Post by asadul1217 on Feb 12, 2024 3:47:48 GMT
Getting the house of your dreams is one of the most exciting goals you can achieve, but it can also be a headache if you are not prepared for the paperwork, numbers and hitherto possibly unknown terms that will come your way. . But, so that this does not happen and that nothing and no one prevents you from becoming the owner of your first home, it is best to follow a series of guidelines before applying for a mortgage. The first thing you should know is that it is the best time to buy, at least this is supported by INE data: between January and February 2019, 67,580 loans have been formalized in Spain, that is, 10,000 more than in 2018. That is, that for the first time since the Great Recession, more mortgages are signed than are paid off. Is this the right house? Given this very positive outlook, we have to ask ourselves if buying is really what best suits our situation. It seems obvious, but many times we become obsessed with an idea and are not able to see reality.

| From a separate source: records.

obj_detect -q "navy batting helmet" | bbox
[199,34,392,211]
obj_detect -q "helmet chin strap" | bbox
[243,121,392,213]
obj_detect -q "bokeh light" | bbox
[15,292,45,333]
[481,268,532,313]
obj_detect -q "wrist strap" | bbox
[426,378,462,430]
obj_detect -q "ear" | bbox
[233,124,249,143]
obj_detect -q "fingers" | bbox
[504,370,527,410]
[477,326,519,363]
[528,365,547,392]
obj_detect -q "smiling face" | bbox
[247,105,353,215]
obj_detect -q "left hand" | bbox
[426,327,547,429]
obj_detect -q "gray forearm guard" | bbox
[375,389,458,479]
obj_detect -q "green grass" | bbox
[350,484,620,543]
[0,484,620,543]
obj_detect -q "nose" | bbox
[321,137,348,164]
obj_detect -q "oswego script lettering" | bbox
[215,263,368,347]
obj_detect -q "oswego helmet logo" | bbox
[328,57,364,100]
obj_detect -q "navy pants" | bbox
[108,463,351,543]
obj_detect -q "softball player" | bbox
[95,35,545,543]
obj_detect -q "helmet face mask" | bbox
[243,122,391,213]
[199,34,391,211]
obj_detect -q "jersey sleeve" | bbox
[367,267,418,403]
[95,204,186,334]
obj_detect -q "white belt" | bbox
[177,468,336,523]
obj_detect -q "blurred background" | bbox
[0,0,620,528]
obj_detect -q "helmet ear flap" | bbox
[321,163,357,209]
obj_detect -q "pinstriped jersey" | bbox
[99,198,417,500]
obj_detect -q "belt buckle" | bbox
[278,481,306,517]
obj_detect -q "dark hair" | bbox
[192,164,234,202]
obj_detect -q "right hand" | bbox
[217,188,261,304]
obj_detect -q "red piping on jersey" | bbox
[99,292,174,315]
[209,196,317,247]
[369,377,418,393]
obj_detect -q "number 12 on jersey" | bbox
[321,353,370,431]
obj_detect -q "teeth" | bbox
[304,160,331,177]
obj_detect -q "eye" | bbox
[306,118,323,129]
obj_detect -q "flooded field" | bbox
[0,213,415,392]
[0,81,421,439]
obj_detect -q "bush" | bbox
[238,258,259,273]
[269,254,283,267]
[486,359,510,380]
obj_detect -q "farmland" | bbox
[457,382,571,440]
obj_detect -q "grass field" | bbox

Signing a mortgage entails future expenses that we commit to facing, so enjoying lasting stability is an essential requirement. If you are clear about it, investigate the home thoroughly, you have to know the house before embarking on the adventure of making it your property. Value it with professional help, based on that price the entity from which you France Email List request the loan will make its corresponding calculations. You can also approach the Property Registry or Cadastre to see if the property has financial charges or any type of associated problem. The pocket, under examination It's the house, but is your pocket ready to pay for it? The savings you've been building up for years should be enough to take on a mortgage. Keep in mind that, as a rule, the loan that the bank will offer you should not be more than 80% of the value of the property. It is recommended that, at most, 35% of salary and income be allocated to finance housing.
Fixed, variable or mixed mortgage? There are three types of mortgages depending on the interest on the loan that the bank will give you: fixed, variable and mixed. Choosing the best one depends on your circumstances before purchasing. For example, in fixed loans, the interest remains constant, so they are not affected by increases or decreases in interest rates. They usually include higher rates and shorter repayment terms. But, on the other hand, variable loans change depending on the evolution of indicators such as the Euribor, so they are more unstable. The Euribor is an index that marks the average interest rate at which European financial institutions lend money to each other in the short term, so its amount always varies and is usually reviewed semiannually or annually. Lastly, mixed mortgages maintain rates for more than a year and then become variable. Let yourself be advised Answer all the bank's questions and do not be left with any doubts, it is very important that you are clear about all the steps of the process. Hiding data will only harm you from properly analyzing the viability of the loan. Going to intermediaries such as real estate agencies will involve a cost, but it will save you headaches. Get professional advice and keep in mind that mortgages are not an exact science, so do not despair, it will be a long process but, if you really pursue the house of your dreams, the mortgage adventure will be worth it.